Yeter ki böyle kaybetsinler.

24 Aralık, 2010

Fenerbahçe Ülker grup maçlarını başladığı gibi bitirdi. Harika bir gece yaşattılar, enerjileri maçı izleyen herkese geçti. Oyuna ve maça doyamadık.
Maça çok kötü başladık, rakibin 9-2 lik serisi salonda ve televizyon başında hepimizi endişelendirdi. Savunmayı sertleştirmeye çalıştığımızda hakemin çaldığı basit faullerle karşılaştık. Hücumda yeterince akıcı olmadığımız içinde, geri dönmemiz sancılı ve yavaş oldu. Patinaj yaptığımız bu anlarda Oğuz'a inen toplarla dengeyi sağladık. Ve ilk çeyreği 2 sayı önde kapattık.
İkinci çeyrek üstünlüğümüzü pekiştirdiğimiz dönem oldu. Rakip ilk çeyrekten daha çok asıldı aslında maça, ama Mirsat kılıcı çekmişti. Her şeyi yaptı. Hücumda ve savunmada çok üst düzey katkı verdi.  Mirsat'ı böyle cengaver gören takım tamamen canlandı. Hakemin verdiği kolay faullerle kenarda kalan Tomas'ın yerine süre alan Kinsey, Mirsat'ın enerjisine dahada yüksek bir enerji ile katkı verdi. Oyunun bu bölümlerinde uzun zamandır beklediğim ve çok özlediğim klas performans geri geldi. Emir aylar sonra döndü. Ve gerçekten seyredilesi pas yeteneğini cömertçe sundu bize. Sahadaki her köşeyi gördü, boş bir adama doğru, boş bir pas yolu varsa,  top ordan geçip potaya ulaşacağı son eli buldu. Böyle bir Emir'le maçlar çok güzel.  Çünkü bir anda diğer 4 oyuncunun da performansı yükseliyor. Emir'in canlandığı 2. çeyrekten sonra oyun Ukiç içinde çok rahat ve keyifli bir hale geldi. Pas yeteneği çok yüksek iki oyuncu rakibin bütün baskısını ortadan kaldırdı.
Artık cin şişeden çıkmıştı ve maç Cholet için bitmek bilmeyen bir kabusa döndü.

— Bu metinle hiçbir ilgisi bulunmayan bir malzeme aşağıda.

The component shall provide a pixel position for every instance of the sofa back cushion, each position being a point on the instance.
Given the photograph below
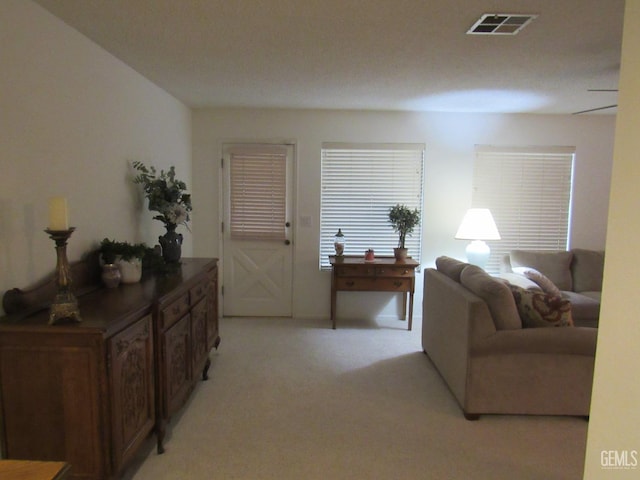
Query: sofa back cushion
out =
(587, 268)
(451, 267)
(496, 294)
(556, 265)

Sinan Erdem'deki 10000 taraftar unutamayacakları bir takım ve hücum performansı izlediler. Kinsey ve muhteşem smaçları, Kaya'nın acımasız hırsı, Lavrinoviç'in temiz ve çok yönlü oyunu.
Maçtan kalanlar.
Barcelona'nın önünde kazanılmış grup ikinciliği. 28 asist.  Duraklama dönemindeki Lavrinoviç'in dönüşü. Emir'in dönüşü. Moral ve enerji.
Artık ilk 16'dayız. Burada en iyi performansımızla oynamalıyız. Taktiksel ve mental olarak çok üst düzey bir takımımız olduğunu düşünüyorum. Sezonda oynadıkları 3 maç dışında kapasitelerinin %90 ve üstünü kullanıyorlar. Ama bazı teknik eksiklerimiz olduğunu düşünüyorum. Oyunumuzu oturtamadığımız dakikalarda kendi pozisyonunu yaratıp skor bulan istikrarlı bir dış oyuncu eksiğimiz var.  Bu özelliklere sahip Ukiç kariyerinin en iyi oyunlarını oynadı bu sezon. Ve ne yazık ki aynı seviyede oynayan  Ukiç'e ihtiyacımız var.
Pota altında uzun, sert ve atletik bir oyuncuya ihtiyacımız var. Hem içeri yapılan penetrelerde hem savunma ribauntlarında bize sorun yaratabilecek takımlarla karşılaşabiliriz. Bunlar riskler, rakiplerimiz oyunlarını bunun üstüne kurmaya çalışacaktır. Umalım ki ilerleyen haftalarda, takım kendini bu zaaflarını kapatma konusunda geliştirsin.
Yazının sonu. Her pozisyonun hakkını veren, her topa bütün gücüyle saldıran, kendi istatistiklerini değil takımı düşünen bu oyuncuları seviyorum. Kaybedebilirler, yeter ki böyle kaybetsinler.

2 yorum:

Adsız dedi ki...

takımın gard ve 5 numara bölgelerinde hala sıkıntı var ve bu yalnız transferle çözülebilir , oraya adam devrişmekle olmuyor ,may de aranılan kan değil , transfer olmazsa FB en fazla ilk sekize kalır ötesine geçemez...

Sıradanbirblog dedi ki...

Ne yazıkki özellikle 5 numara konusunda sana katılıyorum.